On va donc parler dans ce récit de différences, de guerre, d’engagement, de vie familiale, de travail, de lutte syndicale, d’enfants, de culture, de religion, de la France mais d’ailleurs aussi… Bref, la vie entière est conviée là !

Merci à ces deux auteurs – le grand confirmé et respecté, le jeune plein de promesses – d’avoir osé un tel travail, d’avoir réalisé une telle bande dessinée. Avec ce récit, les plus dubitatifs vont comprendre que la bédé est devenue un art majeur, mature et humain au sens plein du terme ! Bravo et encore mille fois merci !!!
Un silence tellement douloureux 8 étoiles

Une fois n’est pas coutume, Baru s’est centré sur le scénario, confiant ses pinceaux à un quasi-inconnu, Pierre Place, qui se montre largement à la hauteur de la tâche. Dans un style pas si éloigné, ce dernier dévoile un trait nerveux et affirmatif, avec un vrai talent pour exposer avec subtilité les sentiments des personnages, le tout adouci par une aquarelle sobre.

Avec Baru au scénario, il fallait bien s’attendre à une œuvre coup de poing.
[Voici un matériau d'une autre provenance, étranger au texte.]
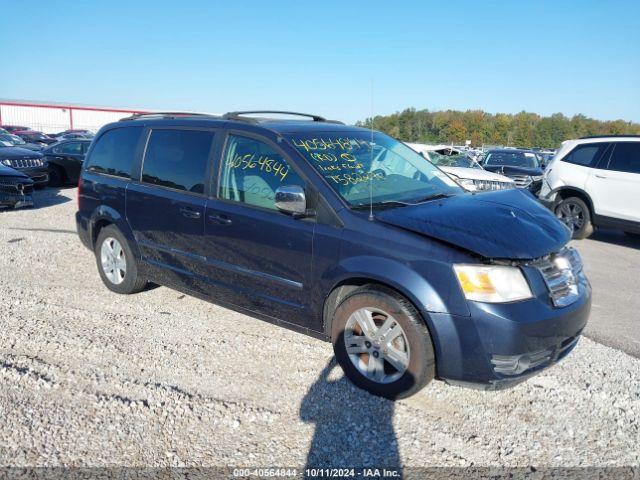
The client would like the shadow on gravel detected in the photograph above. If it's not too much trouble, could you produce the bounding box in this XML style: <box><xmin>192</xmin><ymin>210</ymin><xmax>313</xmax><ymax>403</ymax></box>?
<box><xmin>300</xmin><ymin>358</ymin><xmax>400</xmax><ymax>469</ymax></box>
<box><xmin>589</xmin><ymin>229</ymin><xmax>640</xmax><ymax>250</ymax></box>
<box><xmin>33</xmin><ymin>187</ymin><xmax>71</xmax><ymax>209</ymax></box>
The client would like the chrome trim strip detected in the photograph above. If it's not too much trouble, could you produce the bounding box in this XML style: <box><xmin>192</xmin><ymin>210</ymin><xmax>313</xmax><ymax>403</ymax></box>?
<box><xmin>138</xmin><ymin>240</ymin><xmax>304</xmax><ymax>289</ymax></box>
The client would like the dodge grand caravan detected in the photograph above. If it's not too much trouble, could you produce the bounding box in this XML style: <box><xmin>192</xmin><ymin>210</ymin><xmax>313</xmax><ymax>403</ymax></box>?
<box><xmin>77</xmin><ymin>112</ymin><xmax>591</xmax><ymax>398</ymax></box>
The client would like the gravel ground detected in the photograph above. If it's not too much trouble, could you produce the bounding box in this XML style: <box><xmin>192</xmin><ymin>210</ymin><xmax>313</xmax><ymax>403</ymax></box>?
<box><xmin>0</xmin><ymin>189</ymin><xmax>640</xmax><ymax>468</ymax></box>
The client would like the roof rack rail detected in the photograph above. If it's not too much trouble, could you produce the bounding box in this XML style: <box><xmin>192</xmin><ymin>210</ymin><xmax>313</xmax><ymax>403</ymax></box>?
<box><xmin>579</xmin><ymin>133</ymin><xmax>640</xmax><ymax>140</ymax></box>
<box><xmin>119</xmin><ymin>112</ymin><xmax>220</xmax><ymax>122</ymax></box>
<box><xmin>222</xmin><ymin>110</ymin><xmax>328</xmax><ymax>122</ymax></box>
Et comme à son habitude, celui-ci n’en oublie pas la dimension sociale, en situant l’action de départ dans le milieu des dockers de Saint-Nazaire. On le sait, le Lorrain a choisi son camp. Normal pour un type qui vient d’une ancienne région minière touchée de plein fouet par la crise, me direz-vous. Le récit lui donne ainsi l’occasion de montrer des scènes d’affrontements entre ceux qui ont tout et ceux qui n’ont (presque plus) rien, traduction de la guerre du patronat contre les ouvriers (par le biais du plan social sur le chantier naval), des puissants contre les faibles, ces « invisibles » oubliés par les médias. C’est dans un tel contexte que le jeune Nouredine va trouver matière à alimenter sa colère, résultant du silence de son père Lounès, à qui il reproche d’avoir déserté lâchement son Algérie natale juste avant l’indépendance.

La narration bien construite bénéficie d’un bon rythme et les personnages sont très bien campés, à tel point qu’on ne doute pas un instant qu’ils existent ou aient réellement existé. Certains passages sont réellement touchants, en particulier vers la fin. Si âpre soit-elle, c’est une belle leçon de vie qui nous est ici offerte. D’abord, cette histoire d’amitié entre Gianni le blond italien et Nouredine le kabyle aux yeux bleus, qui ont vécu comme des frères face au racisme anti-arabe très virulent à l’époque. Ensuite, ce constat selon lequel certains silences peuvent être parfois terriblement destructeurs quand ils sont motivés par la honte ou l’orgueil. Comme un contre-exemple à ne jamais suivre, comme un encouragement à le briser quand il fait si mal.